Chaney and Anderson said Reece and Brown work great together and bring that coordination to the K-8 media program.

“If Carrie is not in her library doing something,” Chaney said, “I know she’s probably over at Vicki’s library and they’re working together.”

“I see them together all the time,” Anderson said, laughing.

“They don’t leave each other out either,” Chaney said. “If something is going on in [Reece’s] library, she’ll say ‘This is what we’re doing, and you might try to incorporate it this way.’ ”

Reece said she keeps track of her students even after they leave the building and enter Brown’s program.

“If she thinks there are a few where I need to have a little peek into their world before they come to me,” Brown said, “I come over and meet with them.”

She said her relationship with reading had a rocky beginning. During her elementary years, Brown said she was placed in the Blackbird reading group for low level readers. She said she was “bit by the reading bug” in high school when she signed up for two magazine subscriptions and a book-of-the-month club on a whim. Brown said she “was instantly hooked and never looked back.”

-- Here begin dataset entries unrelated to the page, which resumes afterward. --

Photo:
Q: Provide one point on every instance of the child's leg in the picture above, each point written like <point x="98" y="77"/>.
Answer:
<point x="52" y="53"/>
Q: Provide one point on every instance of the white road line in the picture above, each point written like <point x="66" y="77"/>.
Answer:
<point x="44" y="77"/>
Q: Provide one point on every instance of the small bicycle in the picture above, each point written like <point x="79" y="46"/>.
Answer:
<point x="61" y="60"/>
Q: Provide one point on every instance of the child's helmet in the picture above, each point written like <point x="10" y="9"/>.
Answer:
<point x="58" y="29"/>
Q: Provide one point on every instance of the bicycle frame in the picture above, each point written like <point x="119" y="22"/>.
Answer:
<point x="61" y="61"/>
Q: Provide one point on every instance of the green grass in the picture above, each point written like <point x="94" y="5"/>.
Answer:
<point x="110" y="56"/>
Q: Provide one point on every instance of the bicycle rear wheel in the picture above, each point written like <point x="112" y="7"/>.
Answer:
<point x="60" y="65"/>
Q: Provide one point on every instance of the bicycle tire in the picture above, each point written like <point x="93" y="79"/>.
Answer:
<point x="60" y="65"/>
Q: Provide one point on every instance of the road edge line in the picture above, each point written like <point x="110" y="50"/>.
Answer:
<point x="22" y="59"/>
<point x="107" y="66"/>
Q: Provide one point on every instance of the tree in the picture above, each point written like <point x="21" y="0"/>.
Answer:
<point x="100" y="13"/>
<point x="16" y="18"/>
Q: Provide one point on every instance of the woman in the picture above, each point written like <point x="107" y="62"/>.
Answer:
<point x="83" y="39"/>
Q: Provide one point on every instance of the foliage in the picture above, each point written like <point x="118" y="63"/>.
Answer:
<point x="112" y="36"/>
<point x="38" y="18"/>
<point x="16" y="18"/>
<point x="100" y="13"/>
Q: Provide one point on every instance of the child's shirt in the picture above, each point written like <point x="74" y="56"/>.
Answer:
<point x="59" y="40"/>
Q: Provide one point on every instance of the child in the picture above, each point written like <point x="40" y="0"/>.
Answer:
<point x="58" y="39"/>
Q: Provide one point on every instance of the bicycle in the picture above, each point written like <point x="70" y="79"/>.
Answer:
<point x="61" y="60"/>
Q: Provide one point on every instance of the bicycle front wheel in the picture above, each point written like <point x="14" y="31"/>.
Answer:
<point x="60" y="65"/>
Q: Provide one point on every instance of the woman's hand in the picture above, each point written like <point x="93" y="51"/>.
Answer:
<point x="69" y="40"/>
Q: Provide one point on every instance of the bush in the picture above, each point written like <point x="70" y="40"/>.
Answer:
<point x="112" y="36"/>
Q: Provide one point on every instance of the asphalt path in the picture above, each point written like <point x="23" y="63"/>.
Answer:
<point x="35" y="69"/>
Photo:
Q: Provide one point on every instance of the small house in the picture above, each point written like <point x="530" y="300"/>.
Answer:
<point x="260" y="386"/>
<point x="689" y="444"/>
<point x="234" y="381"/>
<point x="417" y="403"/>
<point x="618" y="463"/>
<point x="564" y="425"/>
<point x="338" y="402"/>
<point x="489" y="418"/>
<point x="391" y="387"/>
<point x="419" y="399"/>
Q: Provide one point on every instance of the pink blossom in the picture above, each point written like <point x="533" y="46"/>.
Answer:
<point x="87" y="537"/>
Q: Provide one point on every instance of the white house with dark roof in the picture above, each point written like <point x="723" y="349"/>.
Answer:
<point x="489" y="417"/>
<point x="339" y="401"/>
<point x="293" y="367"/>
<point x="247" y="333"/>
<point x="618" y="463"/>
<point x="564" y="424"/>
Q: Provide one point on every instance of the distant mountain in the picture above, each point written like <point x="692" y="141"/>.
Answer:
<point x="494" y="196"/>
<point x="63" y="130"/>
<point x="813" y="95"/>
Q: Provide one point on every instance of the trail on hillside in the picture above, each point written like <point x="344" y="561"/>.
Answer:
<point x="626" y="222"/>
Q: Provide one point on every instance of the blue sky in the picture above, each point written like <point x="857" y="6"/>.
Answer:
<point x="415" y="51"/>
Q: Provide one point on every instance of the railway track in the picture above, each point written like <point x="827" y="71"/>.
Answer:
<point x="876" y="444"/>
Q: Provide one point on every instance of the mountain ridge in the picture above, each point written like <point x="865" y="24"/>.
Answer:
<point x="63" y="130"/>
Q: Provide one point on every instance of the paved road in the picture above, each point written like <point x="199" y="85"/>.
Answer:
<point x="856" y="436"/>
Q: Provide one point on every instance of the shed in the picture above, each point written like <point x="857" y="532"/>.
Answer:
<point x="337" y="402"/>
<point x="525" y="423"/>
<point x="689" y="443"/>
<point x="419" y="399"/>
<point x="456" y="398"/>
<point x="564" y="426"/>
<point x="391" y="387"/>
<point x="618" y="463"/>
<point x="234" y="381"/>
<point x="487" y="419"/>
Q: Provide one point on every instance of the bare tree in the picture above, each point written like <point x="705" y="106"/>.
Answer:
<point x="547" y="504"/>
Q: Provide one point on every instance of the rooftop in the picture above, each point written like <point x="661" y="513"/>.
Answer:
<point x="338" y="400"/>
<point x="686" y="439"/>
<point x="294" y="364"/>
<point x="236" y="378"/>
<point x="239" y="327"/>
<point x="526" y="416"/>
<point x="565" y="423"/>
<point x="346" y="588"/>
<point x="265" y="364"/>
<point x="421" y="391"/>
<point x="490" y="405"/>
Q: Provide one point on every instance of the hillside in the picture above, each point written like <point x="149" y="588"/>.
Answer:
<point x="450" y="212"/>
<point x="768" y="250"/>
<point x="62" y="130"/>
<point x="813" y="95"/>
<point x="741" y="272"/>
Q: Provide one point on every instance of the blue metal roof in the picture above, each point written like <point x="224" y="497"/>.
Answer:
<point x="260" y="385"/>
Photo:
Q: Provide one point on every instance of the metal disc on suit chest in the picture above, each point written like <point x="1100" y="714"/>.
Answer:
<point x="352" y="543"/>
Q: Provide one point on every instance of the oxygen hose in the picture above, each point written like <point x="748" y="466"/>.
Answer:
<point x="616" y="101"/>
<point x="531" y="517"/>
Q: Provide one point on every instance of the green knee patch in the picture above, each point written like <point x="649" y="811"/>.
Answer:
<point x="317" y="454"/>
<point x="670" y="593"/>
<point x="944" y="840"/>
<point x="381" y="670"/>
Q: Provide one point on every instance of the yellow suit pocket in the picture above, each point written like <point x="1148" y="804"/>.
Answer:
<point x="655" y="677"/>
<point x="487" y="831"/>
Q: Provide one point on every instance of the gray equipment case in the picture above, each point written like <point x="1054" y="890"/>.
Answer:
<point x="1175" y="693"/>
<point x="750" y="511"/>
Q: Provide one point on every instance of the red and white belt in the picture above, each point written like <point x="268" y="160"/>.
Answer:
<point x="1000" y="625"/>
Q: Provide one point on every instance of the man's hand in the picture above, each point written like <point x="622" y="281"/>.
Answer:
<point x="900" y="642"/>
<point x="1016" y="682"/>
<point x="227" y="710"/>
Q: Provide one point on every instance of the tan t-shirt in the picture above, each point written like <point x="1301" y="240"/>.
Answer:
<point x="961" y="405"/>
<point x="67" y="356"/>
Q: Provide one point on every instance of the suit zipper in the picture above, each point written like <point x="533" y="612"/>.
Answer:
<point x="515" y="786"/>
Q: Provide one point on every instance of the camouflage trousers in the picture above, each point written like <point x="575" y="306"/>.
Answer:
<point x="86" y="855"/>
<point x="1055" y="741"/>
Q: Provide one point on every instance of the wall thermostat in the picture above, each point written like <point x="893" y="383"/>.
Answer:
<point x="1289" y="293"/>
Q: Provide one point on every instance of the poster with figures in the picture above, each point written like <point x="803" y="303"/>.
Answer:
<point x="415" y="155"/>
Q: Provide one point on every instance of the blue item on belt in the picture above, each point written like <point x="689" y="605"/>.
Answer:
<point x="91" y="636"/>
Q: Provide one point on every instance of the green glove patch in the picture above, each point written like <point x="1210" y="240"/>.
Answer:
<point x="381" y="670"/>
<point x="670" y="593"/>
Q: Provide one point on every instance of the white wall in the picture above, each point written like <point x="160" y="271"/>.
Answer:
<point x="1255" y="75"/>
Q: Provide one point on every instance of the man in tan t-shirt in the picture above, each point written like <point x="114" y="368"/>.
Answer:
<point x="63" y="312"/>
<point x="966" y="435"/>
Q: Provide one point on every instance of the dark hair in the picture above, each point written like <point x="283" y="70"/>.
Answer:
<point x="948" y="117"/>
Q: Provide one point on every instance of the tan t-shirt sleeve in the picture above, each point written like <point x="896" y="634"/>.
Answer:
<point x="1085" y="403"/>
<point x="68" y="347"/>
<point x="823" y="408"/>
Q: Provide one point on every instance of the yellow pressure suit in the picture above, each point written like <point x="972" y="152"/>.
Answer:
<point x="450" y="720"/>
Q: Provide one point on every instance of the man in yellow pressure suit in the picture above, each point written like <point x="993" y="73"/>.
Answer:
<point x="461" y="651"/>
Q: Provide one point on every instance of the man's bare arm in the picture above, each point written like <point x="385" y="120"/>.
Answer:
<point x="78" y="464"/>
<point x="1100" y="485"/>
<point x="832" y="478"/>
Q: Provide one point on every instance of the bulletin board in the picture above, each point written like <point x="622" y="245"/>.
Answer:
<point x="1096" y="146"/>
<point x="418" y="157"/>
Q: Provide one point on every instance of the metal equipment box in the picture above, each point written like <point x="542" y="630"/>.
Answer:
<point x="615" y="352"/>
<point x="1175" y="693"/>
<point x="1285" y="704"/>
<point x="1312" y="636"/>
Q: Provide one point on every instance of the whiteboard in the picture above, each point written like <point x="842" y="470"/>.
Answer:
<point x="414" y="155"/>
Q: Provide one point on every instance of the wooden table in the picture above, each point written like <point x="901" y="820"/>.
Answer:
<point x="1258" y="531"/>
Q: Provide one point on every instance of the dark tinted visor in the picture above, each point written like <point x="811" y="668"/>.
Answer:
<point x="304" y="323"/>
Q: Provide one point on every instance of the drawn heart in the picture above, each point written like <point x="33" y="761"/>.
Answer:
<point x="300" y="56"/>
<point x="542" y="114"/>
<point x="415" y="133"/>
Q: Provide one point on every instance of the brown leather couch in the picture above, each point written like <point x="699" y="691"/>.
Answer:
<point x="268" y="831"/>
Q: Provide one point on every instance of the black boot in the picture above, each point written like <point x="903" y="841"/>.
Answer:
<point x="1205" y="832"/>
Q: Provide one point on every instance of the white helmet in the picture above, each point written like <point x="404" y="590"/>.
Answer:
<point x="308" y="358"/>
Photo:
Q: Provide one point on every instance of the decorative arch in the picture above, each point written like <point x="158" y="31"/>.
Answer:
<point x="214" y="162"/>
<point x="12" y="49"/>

Brown said she believes strongly that anyone can succeed when they are given the opportunity to increase their vocabulary and research on their own. She said she builds this confidence in her students by allowing them to “pave their own literary path with primary resources, self-selected reading, self check-in and check out, author Skype sessions, micro-bits and book clubs.”

Reece said she developed a passion for reading, writing and books early on, and, with her mother’s help, put words to her first illustrated story at age 4. She is also a budding grant writer. In 2016, she was a recipient of the Laura Bush Foundation Grant and last spring received a Carroll County Community Foundation Grade Level Reading (GLR) grant, which enabled her to facilitate an after-school literacy-based science enrichment program that served 233 students.

She said she “loves her students with all her heart” and is deeply committed to moving them forward with regards to their literacy, academic, cognitive and socio-cultural needs and interests.